Marion Bisserier is an alumni of BA (Hons) Graphic and Media Design. Marion took part in the Diploma in Professional Studies year and tells us why she would recommend DPS to other students.
Which course did you study at LCC?
BA (Hons) Graphic and Media Design
Tell us about your current role and what you're currently working on.
Right now I'm working with a foundry, expanding my typeface Good Girl to more characters. At the end of the month I'll be starting a freelance junior designer position at A Practice for Everyday Life (APFEL) which I’m really excited about.
What made you choose the DPS opportunity?
To gain a practical understanding of the industry, to build a network, find out what kind of designer I want to be and to make mistakes before I leave university and start my career.
Where did you go for your DPS year? Tell us a little bit about your experience:
I first worked for three months as an intern in a four person Parisian studio called Artworklove which specialises in print for cultural brands. Later I started my six month internship at Pentagram on Marina Willer’s team in London, where I had the opportunity to do more branding. Finally I did a one week summer course at Fraser Muggeridge’s Typography Summer School (TSS) to improve my typographic skills and meet other young designers.
What's the most important thing you learned from doing the DPS year?
To always think one step ahead and be prepared, because opportunities come and go faster than you would expect. Keep updating your portfolio and know how to present yourself and your work efficiently. Be straightforward and honest in interviews about what you can bring to the team and what you want to get out of the job. Remember it is a two way street!
How did Diploma in Professional Studies (DPS) alter your future ambitions?
I knew I wanted to become a graphic designer when I joined my course but I had no idea how many different specialisms existed before I embarked on the DPS journey. After my experience at Pentagram and TSS, I realised I really enjoyed typography and wanted to make it central to my career. Also in terms of work environment, I learned that I am most efficient in a team and need the social interaction of a design studio to perform at my best.
Would you recommend a DPS year to other students and if so, why?
100%! Firstly because it allows you to experiment and see what the industry is like without running too much risk, because you are supported by the DPS tutors.
Secondly because it will refine your career ambitions and will allow you to produce better, cleaner and stronger work in your final year portfolio which is crucial to apply to full-time jobs after your studies. Finally, it will give you a head start in your job search because you would have started to build your own network.
What advice would you give to students applying for the DPS year?
Be open about the job opportunities as long as they are paid and can teach you something.
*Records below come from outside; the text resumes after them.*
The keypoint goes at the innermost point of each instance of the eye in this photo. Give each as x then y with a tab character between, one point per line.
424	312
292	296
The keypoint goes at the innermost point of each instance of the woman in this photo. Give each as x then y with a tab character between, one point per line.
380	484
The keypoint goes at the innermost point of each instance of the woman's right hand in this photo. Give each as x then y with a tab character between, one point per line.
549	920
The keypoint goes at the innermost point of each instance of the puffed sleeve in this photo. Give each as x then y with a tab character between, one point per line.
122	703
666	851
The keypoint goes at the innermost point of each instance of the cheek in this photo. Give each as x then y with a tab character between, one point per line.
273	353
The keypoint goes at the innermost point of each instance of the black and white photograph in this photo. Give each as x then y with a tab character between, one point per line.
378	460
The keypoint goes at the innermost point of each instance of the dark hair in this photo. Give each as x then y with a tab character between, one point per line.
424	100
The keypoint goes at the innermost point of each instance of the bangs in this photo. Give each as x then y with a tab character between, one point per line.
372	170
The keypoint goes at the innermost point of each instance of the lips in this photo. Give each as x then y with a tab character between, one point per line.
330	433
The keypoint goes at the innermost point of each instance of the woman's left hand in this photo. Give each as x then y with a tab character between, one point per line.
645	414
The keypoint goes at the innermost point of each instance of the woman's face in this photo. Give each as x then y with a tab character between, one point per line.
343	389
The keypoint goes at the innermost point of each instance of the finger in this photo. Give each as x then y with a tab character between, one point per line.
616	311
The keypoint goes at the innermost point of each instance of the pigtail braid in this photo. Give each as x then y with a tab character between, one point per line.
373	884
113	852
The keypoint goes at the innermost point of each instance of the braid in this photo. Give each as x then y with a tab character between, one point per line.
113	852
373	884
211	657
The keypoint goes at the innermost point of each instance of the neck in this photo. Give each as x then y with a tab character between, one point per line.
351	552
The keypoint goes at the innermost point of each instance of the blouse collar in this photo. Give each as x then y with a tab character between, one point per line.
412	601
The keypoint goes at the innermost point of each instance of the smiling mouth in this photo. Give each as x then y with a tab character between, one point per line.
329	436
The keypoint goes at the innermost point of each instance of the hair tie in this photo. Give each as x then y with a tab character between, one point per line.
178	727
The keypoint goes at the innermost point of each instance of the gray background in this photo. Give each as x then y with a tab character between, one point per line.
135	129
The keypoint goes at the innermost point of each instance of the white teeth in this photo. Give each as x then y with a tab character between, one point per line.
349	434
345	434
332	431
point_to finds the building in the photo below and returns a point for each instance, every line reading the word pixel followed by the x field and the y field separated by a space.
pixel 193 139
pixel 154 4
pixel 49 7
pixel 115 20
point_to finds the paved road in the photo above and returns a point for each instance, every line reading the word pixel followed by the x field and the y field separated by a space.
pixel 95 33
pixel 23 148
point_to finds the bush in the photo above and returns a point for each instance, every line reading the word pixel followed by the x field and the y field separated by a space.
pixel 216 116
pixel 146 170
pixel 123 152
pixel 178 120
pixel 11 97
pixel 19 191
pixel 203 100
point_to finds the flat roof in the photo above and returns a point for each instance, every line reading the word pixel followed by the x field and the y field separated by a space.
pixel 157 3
You will not be defined by a single internship so don’t be too picky about your first placement and if it doesn’t quite work out, think of it as the opportunity to bounce back and learn from your mistakes.
Make the opportunities happen rather than solely relying on job searches. Don’t be afraid to send someone a reminder (within reasonably spaced timing) if they haven’t got back to you. They’re not ignoring you on purpose — designers are busy people!
What was the best thing about your time at LCC and why?
It would be the sense of community and the dedication of the tutors in preparing us for the industry. From day one you understand that LCC is your safe space, that the tutors are here for you but also that you should be here for your peers because you’re all on the same boat to success in the creative industry, which is at the end of the day a very collaborative field. I think LCC prepared us very well for that.
Is there a particular person who shaped your university experience or creative outlook?
I can’t pick just one! Christian Granados, the letterpress technician, for pushing me to get my hands dirty and teaching me that typography requires patience. John-Patrick Harnett, my thesis supervisor, for encouraging me to question the industry and see research as an essential component to design. Paul McNeil for his invaluable support with my final major project Good Girl.
Where do you go for inspiration?
It really depends on the nature of the project but I tend to not look too much at what other graphic designers are doing because unconsciously it makes me focus on aesthetics and not concept. I get more creative by looking at other disciplines like product, fashion or interior design and see how they’ve solved a similar problem with different tools. I also like to read or visit exhibitions related to the topics I’m working on.
What does your workspace look like? Do you have a studio?
Right now I am working from home with all my design books and always something to scribble on. At the end of the month I will be joining APFEL who have their office in Bethnal Green. The office is very bright and everyone works in the same space. From what I’ve heard, every Wednesday someone cooks for the rest of the team. I have to start thinking about my recipes!